The following is a guest appearance on ‘Wisconsin Fun Next Exit’ by Dan Walkner.
Let’s make one thing clear: Wisconsin is not open for business. Wisconsin is a business. There is no reason why it isn’t flourishing; in fact there are many factors that should be propelling it forward. We have ample natural resources. We have a highly skilled and educated work force. We have a variety of options for transportation. Most importantly, we have no shortage of customers world-wide. Why are we not turning a profit?
Consider this situation. You work for a company and the boss says the goal of the company is to make $250,000. At the end of the year, after going over the books, the boss notices the company actually lost $39,000. After reviewing the books drastically differently than all the other similar companies in your field, the boss now says the company actually turned a profit of $24, 000. Although a paltry sum, it is in fact a profit.
The boss calls you into his office.

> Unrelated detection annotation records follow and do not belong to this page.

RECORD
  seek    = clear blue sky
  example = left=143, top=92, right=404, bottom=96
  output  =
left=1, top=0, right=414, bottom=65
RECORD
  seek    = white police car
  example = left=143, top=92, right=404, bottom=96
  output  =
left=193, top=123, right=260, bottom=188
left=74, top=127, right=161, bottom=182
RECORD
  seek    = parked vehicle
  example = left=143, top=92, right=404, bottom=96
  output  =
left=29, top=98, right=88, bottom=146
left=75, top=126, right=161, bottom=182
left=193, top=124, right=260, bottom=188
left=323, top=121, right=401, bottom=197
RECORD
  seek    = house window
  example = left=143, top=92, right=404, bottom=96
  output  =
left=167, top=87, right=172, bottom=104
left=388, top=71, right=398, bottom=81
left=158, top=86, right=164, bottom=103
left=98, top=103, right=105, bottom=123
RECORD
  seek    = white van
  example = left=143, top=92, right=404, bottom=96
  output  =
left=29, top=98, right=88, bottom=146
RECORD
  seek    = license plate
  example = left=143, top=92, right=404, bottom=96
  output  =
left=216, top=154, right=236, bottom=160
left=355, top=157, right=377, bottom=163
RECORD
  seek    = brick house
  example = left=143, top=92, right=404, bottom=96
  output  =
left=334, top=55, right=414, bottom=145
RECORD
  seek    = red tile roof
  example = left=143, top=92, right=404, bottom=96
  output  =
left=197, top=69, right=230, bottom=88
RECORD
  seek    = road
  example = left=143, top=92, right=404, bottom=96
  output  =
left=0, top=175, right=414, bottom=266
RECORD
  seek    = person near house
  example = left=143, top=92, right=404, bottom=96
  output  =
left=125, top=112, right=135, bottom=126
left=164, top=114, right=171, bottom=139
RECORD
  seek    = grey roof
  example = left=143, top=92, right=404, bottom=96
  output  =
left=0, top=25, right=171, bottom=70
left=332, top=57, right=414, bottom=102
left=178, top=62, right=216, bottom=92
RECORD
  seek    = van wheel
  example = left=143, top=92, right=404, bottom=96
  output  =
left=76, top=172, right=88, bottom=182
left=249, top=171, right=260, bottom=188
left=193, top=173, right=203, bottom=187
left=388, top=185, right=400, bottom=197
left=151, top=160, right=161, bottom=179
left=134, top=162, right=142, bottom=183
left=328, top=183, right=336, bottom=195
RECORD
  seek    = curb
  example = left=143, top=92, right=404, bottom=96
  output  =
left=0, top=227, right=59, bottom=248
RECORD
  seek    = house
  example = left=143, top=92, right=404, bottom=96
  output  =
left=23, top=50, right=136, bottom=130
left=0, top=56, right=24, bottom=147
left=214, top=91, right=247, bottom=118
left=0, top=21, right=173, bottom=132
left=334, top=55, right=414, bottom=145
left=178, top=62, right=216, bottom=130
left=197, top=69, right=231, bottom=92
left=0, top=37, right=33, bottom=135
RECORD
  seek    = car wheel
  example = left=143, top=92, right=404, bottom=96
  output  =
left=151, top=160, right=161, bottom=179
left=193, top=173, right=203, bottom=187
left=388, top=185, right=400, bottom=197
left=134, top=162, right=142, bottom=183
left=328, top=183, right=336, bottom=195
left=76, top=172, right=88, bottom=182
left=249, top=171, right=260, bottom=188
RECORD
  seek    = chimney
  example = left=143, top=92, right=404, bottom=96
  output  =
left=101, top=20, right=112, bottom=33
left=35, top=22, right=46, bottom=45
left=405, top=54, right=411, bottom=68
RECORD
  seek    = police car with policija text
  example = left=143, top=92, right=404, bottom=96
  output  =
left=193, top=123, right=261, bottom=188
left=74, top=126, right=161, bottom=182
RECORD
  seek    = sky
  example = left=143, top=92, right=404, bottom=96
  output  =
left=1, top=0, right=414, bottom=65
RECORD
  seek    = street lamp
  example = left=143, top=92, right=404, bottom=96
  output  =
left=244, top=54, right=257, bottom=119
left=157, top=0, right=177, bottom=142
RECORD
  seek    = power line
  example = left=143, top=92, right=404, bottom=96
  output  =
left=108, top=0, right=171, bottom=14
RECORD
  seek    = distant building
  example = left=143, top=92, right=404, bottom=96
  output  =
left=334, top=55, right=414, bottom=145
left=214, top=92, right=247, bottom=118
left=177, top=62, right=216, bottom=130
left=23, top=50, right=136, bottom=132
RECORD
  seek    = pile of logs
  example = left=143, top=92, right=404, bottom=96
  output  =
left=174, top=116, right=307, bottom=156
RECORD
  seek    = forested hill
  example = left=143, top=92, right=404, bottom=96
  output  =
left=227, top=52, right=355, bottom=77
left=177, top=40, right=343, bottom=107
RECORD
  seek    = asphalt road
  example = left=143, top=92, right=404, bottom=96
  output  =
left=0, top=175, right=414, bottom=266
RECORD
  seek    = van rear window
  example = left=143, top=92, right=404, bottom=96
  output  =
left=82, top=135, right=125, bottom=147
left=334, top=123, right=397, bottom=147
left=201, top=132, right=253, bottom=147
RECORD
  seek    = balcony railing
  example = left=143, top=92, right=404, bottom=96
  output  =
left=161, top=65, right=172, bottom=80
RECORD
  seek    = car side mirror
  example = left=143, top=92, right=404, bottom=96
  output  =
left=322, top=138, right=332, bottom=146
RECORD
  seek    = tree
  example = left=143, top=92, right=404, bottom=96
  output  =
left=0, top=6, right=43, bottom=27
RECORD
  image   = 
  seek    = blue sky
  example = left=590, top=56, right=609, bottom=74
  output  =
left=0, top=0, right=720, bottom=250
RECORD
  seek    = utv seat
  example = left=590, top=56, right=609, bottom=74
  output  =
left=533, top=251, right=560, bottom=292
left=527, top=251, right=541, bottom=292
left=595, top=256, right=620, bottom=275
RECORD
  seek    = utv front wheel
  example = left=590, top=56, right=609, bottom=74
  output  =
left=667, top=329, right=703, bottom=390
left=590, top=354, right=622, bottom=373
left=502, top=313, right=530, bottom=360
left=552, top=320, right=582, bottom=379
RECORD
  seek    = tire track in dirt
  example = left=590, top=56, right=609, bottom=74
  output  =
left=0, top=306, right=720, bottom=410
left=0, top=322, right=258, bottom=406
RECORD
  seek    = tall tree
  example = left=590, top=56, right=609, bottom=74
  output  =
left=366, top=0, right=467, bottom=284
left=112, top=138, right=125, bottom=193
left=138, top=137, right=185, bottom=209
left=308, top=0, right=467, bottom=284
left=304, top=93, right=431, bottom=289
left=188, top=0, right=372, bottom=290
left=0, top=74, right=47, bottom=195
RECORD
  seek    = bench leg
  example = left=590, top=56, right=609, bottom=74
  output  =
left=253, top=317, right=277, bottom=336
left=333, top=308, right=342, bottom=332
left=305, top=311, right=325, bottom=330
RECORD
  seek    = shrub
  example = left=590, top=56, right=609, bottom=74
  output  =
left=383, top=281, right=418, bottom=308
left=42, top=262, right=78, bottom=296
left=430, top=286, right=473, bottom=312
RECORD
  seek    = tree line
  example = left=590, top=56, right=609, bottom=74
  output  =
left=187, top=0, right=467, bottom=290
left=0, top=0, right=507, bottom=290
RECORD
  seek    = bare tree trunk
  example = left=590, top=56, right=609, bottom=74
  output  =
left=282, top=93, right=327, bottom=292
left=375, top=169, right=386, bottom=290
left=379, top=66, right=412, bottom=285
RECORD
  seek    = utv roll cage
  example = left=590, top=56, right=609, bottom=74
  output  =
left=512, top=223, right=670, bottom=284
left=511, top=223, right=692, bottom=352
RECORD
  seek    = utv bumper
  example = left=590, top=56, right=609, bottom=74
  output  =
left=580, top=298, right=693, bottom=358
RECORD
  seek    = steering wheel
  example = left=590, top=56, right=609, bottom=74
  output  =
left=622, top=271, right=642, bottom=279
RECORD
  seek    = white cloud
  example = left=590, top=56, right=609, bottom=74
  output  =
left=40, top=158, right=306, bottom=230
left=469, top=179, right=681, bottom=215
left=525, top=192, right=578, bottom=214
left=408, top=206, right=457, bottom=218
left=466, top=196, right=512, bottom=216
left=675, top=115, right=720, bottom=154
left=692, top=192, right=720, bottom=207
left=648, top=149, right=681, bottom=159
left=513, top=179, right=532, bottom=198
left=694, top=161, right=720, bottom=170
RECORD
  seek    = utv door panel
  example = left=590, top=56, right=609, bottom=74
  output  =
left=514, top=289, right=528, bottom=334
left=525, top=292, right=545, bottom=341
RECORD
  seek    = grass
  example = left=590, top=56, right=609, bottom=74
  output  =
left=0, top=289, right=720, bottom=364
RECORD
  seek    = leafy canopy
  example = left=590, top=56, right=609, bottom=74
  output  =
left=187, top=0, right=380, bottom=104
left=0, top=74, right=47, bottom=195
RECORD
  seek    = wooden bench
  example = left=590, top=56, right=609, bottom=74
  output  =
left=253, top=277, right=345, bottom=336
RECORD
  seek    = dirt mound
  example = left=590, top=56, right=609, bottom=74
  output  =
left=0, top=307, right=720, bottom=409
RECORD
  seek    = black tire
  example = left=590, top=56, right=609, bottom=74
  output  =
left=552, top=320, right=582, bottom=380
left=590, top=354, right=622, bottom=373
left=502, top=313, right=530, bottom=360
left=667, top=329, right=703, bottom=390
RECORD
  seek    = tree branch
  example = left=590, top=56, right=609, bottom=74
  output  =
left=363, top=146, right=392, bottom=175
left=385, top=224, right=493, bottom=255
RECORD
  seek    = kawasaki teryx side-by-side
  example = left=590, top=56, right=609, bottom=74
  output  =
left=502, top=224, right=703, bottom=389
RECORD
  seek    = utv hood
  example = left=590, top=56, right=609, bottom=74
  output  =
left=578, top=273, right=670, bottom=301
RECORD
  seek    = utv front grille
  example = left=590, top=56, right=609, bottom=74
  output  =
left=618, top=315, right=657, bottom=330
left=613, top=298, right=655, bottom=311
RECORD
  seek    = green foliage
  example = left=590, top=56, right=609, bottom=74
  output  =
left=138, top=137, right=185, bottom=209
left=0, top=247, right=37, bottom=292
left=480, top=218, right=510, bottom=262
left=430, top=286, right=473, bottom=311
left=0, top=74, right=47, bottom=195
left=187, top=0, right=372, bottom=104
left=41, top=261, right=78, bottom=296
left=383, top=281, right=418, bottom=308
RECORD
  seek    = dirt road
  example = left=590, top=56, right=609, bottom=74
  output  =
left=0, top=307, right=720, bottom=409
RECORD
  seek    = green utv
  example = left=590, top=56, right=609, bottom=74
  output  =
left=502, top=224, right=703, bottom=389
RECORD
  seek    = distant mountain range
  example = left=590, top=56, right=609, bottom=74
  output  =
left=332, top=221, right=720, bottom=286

He says, “Hey, our company did great this year. We didn’t quite hit our goals, but everything is going as planned. I do have some bad news, though. You won’t be getting a bonus. Frankly, you won’t even get a raise. Well, in all honesty, you’re going to be taking a pay cut. But the good news is you aren’t being laid off like many of the others. So thanks for your perseverance and a job well done. Keep up the good work!”
Why is the company not working and who’s to blame? Is the construction worker in line next to me at the grocery store to blame? Is the person standing in front of your child’s classroom to blame? Are you to blame? Am I?
In the world of work, very rarely are you afforded the opportunity to fire the boss. In politics, the game is set up to make it nearly impossible. The boss hasn’t been doing his job. The argument that the new boss is going to take away my guns (which he isn’t, of course) is not enough of an argument for me to keep the old boss. Let’s fire the boss and get back to work.